The U.S. has been doing exactly that with a tournament-best 20 goals despite only three on the power play.
“They've been scoring a lot,” Kunitz said. “We're going to have to make sure we're good in our own end.”
Quick vs. Price
Dan Bylsma will stick by Jonathan Quick as the U.S. goaltender, and Mike Babcock will counter with Carey Price.
Bylsma showed no line changes in practice. Canada kept Crosby, Kunitz and Patrice Bergeron together and bumped Kunitz up to the top power play in place of injured John Tavares, who is out for the remainder of the Olympics and NHL season after tearing an MCL and meniscus.
Finns are among the friendliest people anywhere, but it's safe to say they'll face traditional rival Sweden in the other semifinal with a bit of a chip.

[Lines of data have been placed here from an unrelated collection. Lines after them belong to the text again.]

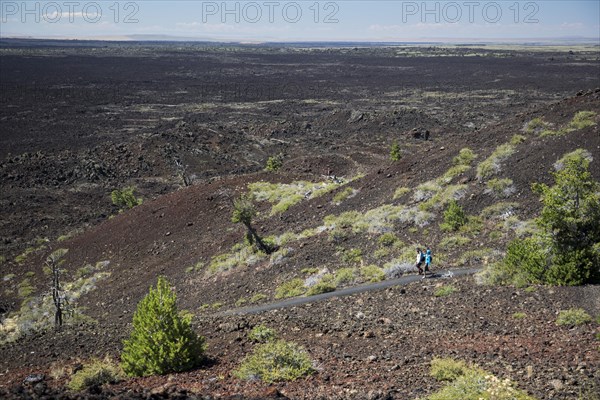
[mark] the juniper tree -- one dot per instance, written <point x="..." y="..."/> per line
<point x="162" y="340"/>
<point x="570" y="219"/>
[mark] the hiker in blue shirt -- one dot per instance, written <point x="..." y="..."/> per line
<point x="420" y="260"/>
<point x="427" y="260"/>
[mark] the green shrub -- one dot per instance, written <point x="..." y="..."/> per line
<point x="125" y="198"/>
<point x="382" y="252"/>
<point x="444" y="291"/>
<point x="96" y="373"/>
<point x="526" y="257"/>
<point x="387" y="239"/>
<point x="573" y="317"/>
<point x="447" y="369"/>
<point x="310" y="271"/>
<point x="476" y="384"/>
<point x="262" y="334"/>
<point x="465" y="157"/>
<point x="500" y="187"/>
<point x="517" y="139"/>
<point x="473" y="226"/>
<point x="395" y="152"/>
<point x="292" y="288"/>
<point x="491" y="165"/>
<point x="343" y="195"/>
<point x="257" y="297"/>
<point x="162" y="340"/>
<point x="569" y="217"/>
<point x="581" y="120"/>
<point x="351" y="256"/>
<point x="455" y="171"/>
<point x="274" y="163"/>
<point x="454" y="217"/>
<point x="401" y="191"/>
<point x="372" y="273"/>
<point x="326" y="285"/>
<point x="276" y="361"/>
<point x="241" y="301"/>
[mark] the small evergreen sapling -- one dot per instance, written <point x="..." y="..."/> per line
<point x="162" y="340"/>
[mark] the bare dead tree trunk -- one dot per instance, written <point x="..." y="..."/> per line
<point x="56" y="295"/>
<point x="259" y="242"/>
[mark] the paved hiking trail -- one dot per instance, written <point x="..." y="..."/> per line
<point x="297" y="301"/>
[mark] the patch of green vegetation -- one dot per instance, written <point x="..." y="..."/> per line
<point x="21" y="258"/>
<point x="473" y="226"/>
<point x="241" y="255"/>
<point x="382" y="252"/>
<point x="37" y="312"/>
<point x="500" y="210"/>
<point x="195" y="268"/>
<point x="401" y="191"/>
<point x="310" y="271"/>
<point x="325" y="285"/>
<point x="343" y="195"/>
<point x="492" y="165"/>
<point x="455" y="171"/>
<point x="581" y="120"/>
<point x="124" y="198"/>
<point x="25" y="289"/>
<point x="372" y="273"/>
<point x="480" y="256"/>
<point x="465" y="157"/>
<point x="500" y="187"/>
<point x="447" y="369"/>
<point x="276" y="361"/>
<point x="454" y="217"/>
<point x="517" y="139"/>
<point x="291" y="288"/>
<point x="162" y="340"/>
<point x="519" y="315"/>
<point x="257" y="297"/>
<point x="495" y="235"/>
<point x="241" y="301"/>
<point x="445" y="290"/>
<point x="565" y="250"/>
<point x="285" y="195"/>
<point x="274" y="163"/>
<point x="452" y="242"/>
<point x="262" y="334"/>
<point x="476" y="384"/>
<point x="350" y="256"/>
<point x="344" y="276"/>
<point x="573" y="317"/>
<point x="96" y="373"/>
<point x="387" y="239"/>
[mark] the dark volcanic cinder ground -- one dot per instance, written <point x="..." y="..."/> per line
<point x="78" y="122"/>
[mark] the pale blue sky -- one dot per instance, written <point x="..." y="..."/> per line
<point x="305" y="20"/>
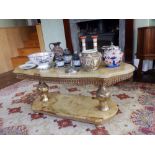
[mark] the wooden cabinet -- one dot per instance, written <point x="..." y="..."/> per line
<point x="145" y="45"/>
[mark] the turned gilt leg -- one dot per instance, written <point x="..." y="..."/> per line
<point x="104" y="98"/>
<point x="43" y="90"/>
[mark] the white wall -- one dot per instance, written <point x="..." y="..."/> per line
<point x="12" y="22"/>
<point x="53" y="31"/>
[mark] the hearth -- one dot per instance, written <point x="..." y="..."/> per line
<point x="107" y="30"/>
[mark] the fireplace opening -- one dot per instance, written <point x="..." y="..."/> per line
<point x="107" y="31"/>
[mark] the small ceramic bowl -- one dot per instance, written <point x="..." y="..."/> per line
<point x="113" y="56"/>
<point x="42" y="59"/>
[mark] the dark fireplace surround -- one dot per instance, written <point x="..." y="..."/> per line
<point x="107" y="30"/>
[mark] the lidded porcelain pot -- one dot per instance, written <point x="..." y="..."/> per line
<point x="90" y="59"/>
<point x="113" y="56"/>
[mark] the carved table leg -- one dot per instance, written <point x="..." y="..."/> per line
<point x="43" y="91"/>
<point x="104" y="98"/>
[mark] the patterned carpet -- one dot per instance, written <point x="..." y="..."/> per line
<point x="136" y="113"/>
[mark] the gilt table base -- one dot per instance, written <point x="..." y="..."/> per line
<point x="81" y="108"/>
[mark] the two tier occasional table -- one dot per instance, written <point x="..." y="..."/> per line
<point x="76" y="107"/>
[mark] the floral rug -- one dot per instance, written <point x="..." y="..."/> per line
<point x="136" y="113"/>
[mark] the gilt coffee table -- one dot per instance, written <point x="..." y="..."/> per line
<point x="95" y="110"/>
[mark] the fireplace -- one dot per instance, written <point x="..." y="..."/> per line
<point x="107" y="30"/>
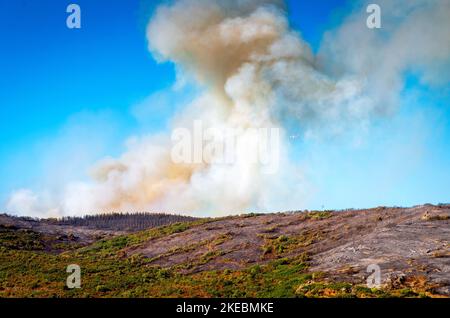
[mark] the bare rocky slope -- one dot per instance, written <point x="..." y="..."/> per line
<point x="410" y="245"/>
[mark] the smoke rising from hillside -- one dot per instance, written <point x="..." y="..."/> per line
<point x="257" y="72"/>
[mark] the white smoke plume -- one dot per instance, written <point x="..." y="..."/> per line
<point x="258" y="72"/>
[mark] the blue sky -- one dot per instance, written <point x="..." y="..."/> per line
<point x="80" y="90"/>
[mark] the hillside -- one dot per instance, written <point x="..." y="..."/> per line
<point x="294" y="254"/>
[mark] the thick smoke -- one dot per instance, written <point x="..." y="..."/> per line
<point x="257" y="73"/>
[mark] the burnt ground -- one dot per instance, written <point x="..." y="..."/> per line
<point x="404" y="242"/>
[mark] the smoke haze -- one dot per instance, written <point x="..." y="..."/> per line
<point x="257" y="72"/>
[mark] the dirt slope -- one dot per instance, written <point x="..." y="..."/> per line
<point x="411" y="242"/>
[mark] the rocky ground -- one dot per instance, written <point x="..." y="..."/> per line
<point x="410" y="245"/>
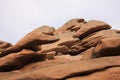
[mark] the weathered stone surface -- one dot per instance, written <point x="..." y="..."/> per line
<point x="107" y="47"/>
<point x="91" y="27"/>
<point x="72" y="25"/>
<point x="87" y="54"/>
<point x="38" y="36"/>
<point x="107" y="74"/>
<point x="19" y="59"/>
<point x="66" y="41"/>
<point x="67" y="70"/>
<point x="79" y="50"/>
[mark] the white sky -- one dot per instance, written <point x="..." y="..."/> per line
<point x="18" y="17"/>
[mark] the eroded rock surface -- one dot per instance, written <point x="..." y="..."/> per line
<point x="78" y="50"/>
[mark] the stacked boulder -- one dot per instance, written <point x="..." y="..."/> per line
<point x="79" y="50"/>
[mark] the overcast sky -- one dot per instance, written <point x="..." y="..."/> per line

Hours before Finland beat Russia, 3-1, in the quarterfinal, Sweden coach Par Marts made headlines by predicting a Russian victory.
“Obviously we'll take any extra motivation we can get,” Jussi Jokinen said. “Sweden and Finland, Olympic semifinal, I think we'll be ready to go either way.”
The spectacular goalie matchup on that front: Finland's Tuukka Rask vs. Sweden's Henrik Lundqvist.
Evgeni Malkin was among four Russian players who did not accompany most of their teammates on an NHL-leased charter flight back to North America on Friday.
Malkin, Alexander Ovechkin, Pavel Datsyuk and Alexander Semin agreed to stay for Sunday's Closing Ceremony. For Malkin at least, that was the plan all along.
Polie returning to work
The general manager of the U.S. hockey team and the Nashville Predators said the errant puck to the face two weeks ago has left him unable to see out of his right eye.
David Poile, who wore an eye patch, spoke briefly with reporters Thursday for the first time since being hit Feb. 6 during a pregame skate in Minnesota. The injury prevented Poile from attending the Sochi Olympics, so he has been talking to assistant general manager Ray Shero and coach Dan Bylsma daily.
“All I know is there's substantial damage such to the point that I don't have any sight today and ... they're holding out hope that maybe something will change as the eye heals,” Poile said.